Bug 735457

Summary: libvirt should not leave stale snapshot metadata behind after domain disappears
Product: Red Hat Enterprise Linux 6 Reporter: Eric Blake <eblake>
Component: libvirtAssignee: Eric Blake <eblake>
Status: CLOSED ERRATA QA Contact: Virtualization Bugs <virt-bugs>
Severity: unspecified Docs Contact:
Priority: unspecified    
Version: 6.2CC: ajia, dyuan, mzhan, nzhang, rwu, veillard, whuang, xhu
Target Milestone: rc   
Target Release: ---   
Hardware: Unspecified   
OS: Unspecified   
Whiteboard:
Fixed In Version: libvirt-0.9.4-13.el6 Doc Type: Bug Fix
Doc Text:
Story Points: ---
Clone Of: Environment:
Last Closed: 2011-12-06 11:28:10 UTC Type: ---
Regression: --- Mount Type: ---
Documentation: --- CRM:
Verified Versions: Category: ---
oVirt Team: --- RHEL 7.3 requirements from Atomic Host:
Cloudforms Team: --- Target Upstream Version:
Embargoed:
Bug Depends On:    
Bug Blocks: 638510, 747120    

Description Eric Blake 2011-09-02 17:25:14 UTC
Description of problem:
Libvirt was recently fixed to prevent undefine of a snapshot with managed save metadata (bug 697742).  However, this only covers part of the metadata; there is also a problem with snapshots.

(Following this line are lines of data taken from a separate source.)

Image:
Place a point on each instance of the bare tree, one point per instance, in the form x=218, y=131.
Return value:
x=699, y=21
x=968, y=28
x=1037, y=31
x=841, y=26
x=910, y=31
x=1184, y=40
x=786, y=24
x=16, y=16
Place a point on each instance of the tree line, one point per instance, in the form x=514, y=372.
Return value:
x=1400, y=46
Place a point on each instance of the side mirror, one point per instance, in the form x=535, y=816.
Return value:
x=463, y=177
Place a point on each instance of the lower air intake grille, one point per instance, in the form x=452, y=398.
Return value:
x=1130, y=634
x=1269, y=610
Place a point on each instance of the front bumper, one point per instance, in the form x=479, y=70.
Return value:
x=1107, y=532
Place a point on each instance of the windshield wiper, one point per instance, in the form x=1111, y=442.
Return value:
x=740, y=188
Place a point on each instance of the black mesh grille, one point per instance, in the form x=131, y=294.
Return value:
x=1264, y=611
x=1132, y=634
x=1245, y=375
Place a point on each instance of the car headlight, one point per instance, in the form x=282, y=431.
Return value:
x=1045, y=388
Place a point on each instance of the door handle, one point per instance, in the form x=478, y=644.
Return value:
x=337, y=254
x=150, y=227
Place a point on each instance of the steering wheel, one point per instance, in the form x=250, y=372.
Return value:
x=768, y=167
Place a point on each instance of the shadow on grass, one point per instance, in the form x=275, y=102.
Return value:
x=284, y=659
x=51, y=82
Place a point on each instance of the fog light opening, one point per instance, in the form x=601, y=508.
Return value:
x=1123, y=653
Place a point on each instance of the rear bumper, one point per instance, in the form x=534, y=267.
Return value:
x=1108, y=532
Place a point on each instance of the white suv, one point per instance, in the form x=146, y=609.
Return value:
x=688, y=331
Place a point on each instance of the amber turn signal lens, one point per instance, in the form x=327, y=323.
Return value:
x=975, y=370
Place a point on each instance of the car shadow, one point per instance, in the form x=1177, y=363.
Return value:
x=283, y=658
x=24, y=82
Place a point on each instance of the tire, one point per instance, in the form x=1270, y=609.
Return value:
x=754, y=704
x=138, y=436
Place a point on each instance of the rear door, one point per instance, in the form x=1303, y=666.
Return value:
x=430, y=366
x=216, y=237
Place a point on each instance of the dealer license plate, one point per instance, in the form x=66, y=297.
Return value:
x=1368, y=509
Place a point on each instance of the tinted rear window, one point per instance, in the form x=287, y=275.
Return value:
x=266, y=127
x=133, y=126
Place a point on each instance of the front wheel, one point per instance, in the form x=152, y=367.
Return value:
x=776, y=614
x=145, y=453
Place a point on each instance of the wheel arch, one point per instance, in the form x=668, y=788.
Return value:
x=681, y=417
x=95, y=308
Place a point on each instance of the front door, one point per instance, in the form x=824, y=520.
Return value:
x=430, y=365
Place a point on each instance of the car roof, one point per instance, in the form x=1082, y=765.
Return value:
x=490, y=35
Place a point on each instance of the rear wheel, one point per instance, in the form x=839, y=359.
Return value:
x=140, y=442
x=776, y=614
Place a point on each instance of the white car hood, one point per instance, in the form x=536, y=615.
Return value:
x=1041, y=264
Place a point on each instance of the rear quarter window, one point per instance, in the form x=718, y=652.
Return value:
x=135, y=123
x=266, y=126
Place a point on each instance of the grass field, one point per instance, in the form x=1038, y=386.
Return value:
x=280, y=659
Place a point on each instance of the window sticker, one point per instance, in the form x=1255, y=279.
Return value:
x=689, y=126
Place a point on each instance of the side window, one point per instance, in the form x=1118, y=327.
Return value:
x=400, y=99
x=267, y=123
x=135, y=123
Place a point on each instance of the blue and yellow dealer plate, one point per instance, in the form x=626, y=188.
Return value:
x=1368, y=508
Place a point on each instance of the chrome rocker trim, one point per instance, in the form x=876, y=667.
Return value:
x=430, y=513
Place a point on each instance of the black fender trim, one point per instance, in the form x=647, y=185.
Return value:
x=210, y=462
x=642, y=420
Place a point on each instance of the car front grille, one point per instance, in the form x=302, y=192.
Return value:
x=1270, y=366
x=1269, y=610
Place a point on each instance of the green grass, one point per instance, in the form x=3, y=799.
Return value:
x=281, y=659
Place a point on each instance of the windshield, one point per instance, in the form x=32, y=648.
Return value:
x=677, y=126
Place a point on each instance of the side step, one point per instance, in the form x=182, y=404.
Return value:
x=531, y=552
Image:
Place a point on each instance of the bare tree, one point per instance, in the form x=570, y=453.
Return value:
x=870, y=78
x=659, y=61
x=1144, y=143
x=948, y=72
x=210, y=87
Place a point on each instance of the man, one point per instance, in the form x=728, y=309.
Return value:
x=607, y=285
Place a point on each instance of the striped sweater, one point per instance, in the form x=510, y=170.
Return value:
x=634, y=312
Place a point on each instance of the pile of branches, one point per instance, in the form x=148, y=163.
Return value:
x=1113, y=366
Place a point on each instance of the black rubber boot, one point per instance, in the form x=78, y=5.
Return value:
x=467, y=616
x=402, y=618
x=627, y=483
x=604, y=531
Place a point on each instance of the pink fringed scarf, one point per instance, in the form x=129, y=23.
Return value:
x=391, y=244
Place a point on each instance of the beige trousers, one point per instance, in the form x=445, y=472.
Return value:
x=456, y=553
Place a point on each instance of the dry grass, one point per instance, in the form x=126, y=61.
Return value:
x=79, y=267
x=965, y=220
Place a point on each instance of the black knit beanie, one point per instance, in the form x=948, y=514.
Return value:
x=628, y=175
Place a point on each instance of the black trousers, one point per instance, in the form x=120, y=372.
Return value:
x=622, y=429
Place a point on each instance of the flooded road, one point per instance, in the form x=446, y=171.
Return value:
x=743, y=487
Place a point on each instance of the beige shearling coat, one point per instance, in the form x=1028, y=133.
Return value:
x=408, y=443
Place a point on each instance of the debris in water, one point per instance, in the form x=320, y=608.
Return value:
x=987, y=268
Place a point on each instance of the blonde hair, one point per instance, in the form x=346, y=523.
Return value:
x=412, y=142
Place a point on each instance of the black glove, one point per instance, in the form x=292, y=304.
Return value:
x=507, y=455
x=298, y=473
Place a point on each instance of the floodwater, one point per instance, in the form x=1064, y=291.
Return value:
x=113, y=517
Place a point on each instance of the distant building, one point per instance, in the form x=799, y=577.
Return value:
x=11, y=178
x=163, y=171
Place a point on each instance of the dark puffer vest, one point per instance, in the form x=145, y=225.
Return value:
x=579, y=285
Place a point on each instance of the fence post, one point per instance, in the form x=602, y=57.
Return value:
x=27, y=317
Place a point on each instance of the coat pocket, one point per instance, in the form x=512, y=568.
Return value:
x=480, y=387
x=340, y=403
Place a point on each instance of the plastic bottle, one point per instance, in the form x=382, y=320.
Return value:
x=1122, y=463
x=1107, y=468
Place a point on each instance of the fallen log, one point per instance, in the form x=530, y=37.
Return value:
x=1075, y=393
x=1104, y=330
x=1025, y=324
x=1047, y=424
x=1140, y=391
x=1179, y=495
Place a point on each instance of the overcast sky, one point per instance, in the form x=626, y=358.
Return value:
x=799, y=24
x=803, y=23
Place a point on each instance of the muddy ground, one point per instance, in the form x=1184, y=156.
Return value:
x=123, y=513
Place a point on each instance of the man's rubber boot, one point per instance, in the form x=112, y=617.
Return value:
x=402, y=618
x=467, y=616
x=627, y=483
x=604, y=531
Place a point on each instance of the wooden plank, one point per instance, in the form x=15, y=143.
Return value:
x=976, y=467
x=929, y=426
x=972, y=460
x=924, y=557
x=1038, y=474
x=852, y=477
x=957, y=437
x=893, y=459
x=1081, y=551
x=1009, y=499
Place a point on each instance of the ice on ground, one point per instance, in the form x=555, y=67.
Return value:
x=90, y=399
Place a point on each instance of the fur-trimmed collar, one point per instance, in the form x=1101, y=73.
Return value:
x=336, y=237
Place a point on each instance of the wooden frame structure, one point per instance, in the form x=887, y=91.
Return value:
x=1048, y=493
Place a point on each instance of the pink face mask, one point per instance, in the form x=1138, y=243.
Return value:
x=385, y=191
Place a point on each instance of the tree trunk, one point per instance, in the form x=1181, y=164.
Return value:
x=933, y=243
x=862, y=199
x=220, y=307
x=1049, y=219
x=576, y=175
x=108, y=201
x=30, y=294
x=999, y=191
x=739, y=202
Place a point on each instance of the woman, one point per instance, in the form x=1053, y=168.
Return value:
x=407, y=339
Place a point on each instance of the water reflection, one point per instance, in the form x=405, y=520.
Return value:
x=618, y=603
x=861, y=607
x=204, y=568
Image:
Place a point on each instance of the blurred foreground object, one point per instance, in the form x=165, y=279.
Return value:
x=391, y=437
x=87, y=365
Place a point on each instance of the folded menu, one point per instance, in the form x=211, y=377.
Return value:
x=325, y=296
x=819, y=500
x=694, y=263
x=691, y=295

Version-Release number of selected component (if applicable):
libvirt-0.9.4-7.el6

How reproducible:
I didn't actually test the scenario to see how things fail, but suspect (based on my work in the code to fix the issue, and the similarity to managed save) that the problem will show up as bogus log messages or even wholescale libvirt corruption as it tries to use the stale metadata.

Steps to Reproduce:
1. define a persistent domain with qcow2 disks (doesn't even have to run)
2. 'virsh snapshot-create dom'
3. 'virsh undefine dom'
4. ls /var/lib/libvirt/qemu/snapshot/dom
5. define a new domain with the same name, but different UUID
6. 'virsh snapshot-list dom'
  
Actual results:
step 3 succeeded, but step 4 demonstrated that it stranded /var/lib/libvirt/qemu/snapshot/dom/*.xml
steps 5 and 6 can then get confused by the stale files - it may take other steps, such as an attempt to create a new snapshot by the same name as the stale ones, before the confusion causes visible problems, but it is certainly risky

Expected results:
step 3 should be forbidden until the snapshot metadata is removed first, and virsh should be enhanced to make this easier to do (virsh undefine --snapshots-metadata dom'.  Once a domain is no longer present in 'virsh list --all', then there should not be any /var/lib/libvirt/qemu/snapshot/dom directory for that domain.

Additional info:
Upstream patch series fixes this and more:
https://www.redhat.com/archives/libvir-list/2011-September/msg00137.html

Comment 1 Eric Blake 2011-09-02 17:25:58 UTC
Getting this fixed is a prereq to bug 638510 support for live snapshots via the
snapshot_blkdev qemu monitor command.

Comment 2 Eric Blake 2011-09-02 22:49:18 UTC
Since this patch proposes blocking undefine only if metadata is present, it also becomes important to identify when metadata is present, as well as to delete metadata without affecting snapshot contents.  Additionally, it becomes important to be able to redefine metadata to the state that it was before deletion, so that snapshot hierarchy can be preserved across transient domain restart or migrated between machines.  I'm lumping all of those fixes into this bug.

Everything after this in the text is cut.